JUDGMENT Bilal Nazki, J.
1.We have heard learned senior counsel Sri C. Padmanabha Reddy as Amicus Curiae and also learned Public Prosecutor. No other advocate appeared.
2. This is a reference made by a learned single Judge of this Court as he found cleavage of opinion with regard to interpretation of sub-section (3) of Section 125 of the Code of Criminal Procedure (for short “the Code”). The short question is as to what is the period for which a person can be detained in terms of Section 125 (3) of the Code if he fails to pay the maintenance , even after a warrant in terms of Section 125(3) of the Code is issued. The learned single Judge took notice of a judgment of this Court reported in Laxmi v. Nakka Narayan Goud, (1993) 2 Andh LT (Cri) 553 ; 1994 Cri LJ 565, in which it has been held that detention can be for any period till the payment is made. Another judgment which the learned single Judge noted was reported in P. Brammaiah v. P. Padma, (1990) 1 Andh LT 370, in which it has been held that the detention could in no case be more than 12 months. Section 125(3) of the Code lays down.
“125. Order for maintenance of wives, children and parents :–
(3) If any person so ordered fails without sufficient cause to comply with the order, any such Magistrate may, for every breach of the order, issue a warrant for levying the amount due in the manner provided for levying fines, and may sentence such person, for the whole or any part of each month’s allowance remaining unpaid after the execution of the warrant, to imprisonment for a term which may extend to one month or until payment if sooner made.”
3. From bare perusal of this provision, it becomes clear that a person against whom an order under Section 125(3) of the Code is made does not become liable to imprisonment on passing of an order of maintenance, his liability to suffer imprisonment only starts if he fails to respond to a warrant issued under Section 125 (3) of the Code for payment of maintenance. A warrant has to be issued under Section 125(3) of the Code for payment of maintenance, when an application is made by the person who has been held entitled to maintenance under Section 125 of the Code. When such a warrant is issued for making payment of maintenance, it has to be levied as the amount due in the manner provided for levying fines and if this warrant is not responded by making the payment, then the Magistrate can order imprisonment and the imprisonment in no case can exceed one month. Therefore, it is immaterial whether there were arrears of 12 months or of any other duration. The material question is whether a warrant under Section 125(3) been issued or not and in case of one warrant issued under Section 125(3) of the Code, there can only be one imprisonment and the maximum imprisonment would be one month. So in case a person chooses to file an application under Section 125(3) of the Code on every successive month on failure to get maintenance, she may get successive orders of imprisonment if the person against whom the warrant is issued fails to make the payment. But if a person chooses to make an application after several months, then again she will be able to get an order of imprisonment on failure to make the payment which will be only a maximum imprisonment of one month. We are fortified in our view by a judgment of the Supreme Court reported in Shahada Khatoon v. Amjad Ali, 1999 SCC (Cri) 1029 : (1999 Cri LJ 5060). This judgment is a very short judgment which is reproduced below.

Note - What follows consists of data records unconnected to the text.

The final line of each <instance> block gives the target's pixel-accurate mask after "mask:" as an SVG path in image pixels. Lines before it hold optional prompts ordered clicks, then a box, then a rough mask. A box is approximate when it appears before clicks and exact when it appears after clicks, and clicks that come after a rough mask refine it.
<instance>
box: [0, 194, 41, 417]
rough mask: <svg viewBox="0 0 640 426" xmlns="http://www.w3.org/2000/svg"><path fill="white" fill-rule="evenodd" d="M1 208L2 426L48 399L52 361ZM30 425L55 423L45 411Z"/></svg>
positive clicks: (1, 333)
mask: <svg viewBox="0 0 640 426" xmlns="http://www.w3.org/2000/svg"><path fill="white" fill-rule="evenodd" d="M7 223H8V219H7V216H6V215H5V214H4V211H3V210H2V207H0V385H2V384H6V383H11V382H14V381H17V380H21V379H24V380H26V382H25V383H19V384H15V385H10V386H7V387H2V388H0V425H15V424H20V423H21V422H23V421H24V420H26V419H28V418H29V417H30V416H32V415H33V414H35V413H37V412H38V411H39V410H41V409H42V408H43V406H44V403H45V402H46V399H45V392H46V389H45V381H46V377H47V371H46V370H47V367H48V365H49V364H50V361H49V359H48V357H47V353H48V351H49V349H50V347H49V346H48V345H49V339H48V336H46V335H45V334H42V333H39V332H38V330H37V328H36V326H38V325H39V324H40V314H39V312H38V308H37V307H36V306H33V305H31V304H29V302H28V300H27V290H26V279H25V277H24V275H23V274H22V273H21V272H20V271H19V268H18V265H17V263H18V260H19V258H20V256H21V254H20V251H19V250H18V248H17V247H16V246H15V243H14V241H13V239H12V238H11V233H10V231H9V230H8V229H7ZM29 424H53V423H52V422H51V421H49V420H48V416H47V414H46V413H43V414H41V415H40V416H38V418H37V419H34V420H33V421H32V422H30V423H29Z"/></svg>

“The short question that arises for consideration is whether the learned single Judge of Patna High Court correctly interpreted Sub-section (3) of Section 125 of Cr.P.C. by directing that the Magistrate can only sentence for a period of one month or until payment, if sooner made. The learned counsel for the appellants contends that the liability of the husband arising out of an order passed under Section 125 to make payment of maintenance is a continuing one and on account of non-payment there has been a breach of the order and therefore the Magistrate would be entitled to impose sentence on such a person continuing him in custody until payment is made. We are unable to accept this contention of the learned counsel for the appellants. The language of sub-section (3) of Section 125 is quite clear and it circumstances the power of the Magistrate to impose imprisonment for a term which may extend to one month or until the payment, if sooner made. This power of the Magistrate cannot be enlarged and therefore the only remedy would be after expiry of one month. For breach or non-compliance with the order of the Magistrate the wife can approach the Magistrate again for similar relief. By no stretch of imagination can the Magistrate be permitted to impose sentence for more than one month. In that view of the matter the High Court was fully justified in passing the impugned order and we see no infirmity in the said order to be interfered with by this Court. The appeal accordingly fails and is dismissed.”
4. Keeping in view the judgment of the Supreme Court and the discussion we have made hereinabove, we feel that both the views of the learned single Judges reported in Laxmi v. Nakka Narayan Goud(1994 Cri LJ 565) (supra) and P. Brahmaiah v. P. Padma (1990 (1) Andh LT 370) (supra) are not in conformity with the views of the Supreme Court. Therefore, the law laid down by the learned single Judges in both the judgments is not good law. Accordingly the reference is answered. The matter be placed before the learned single Judge.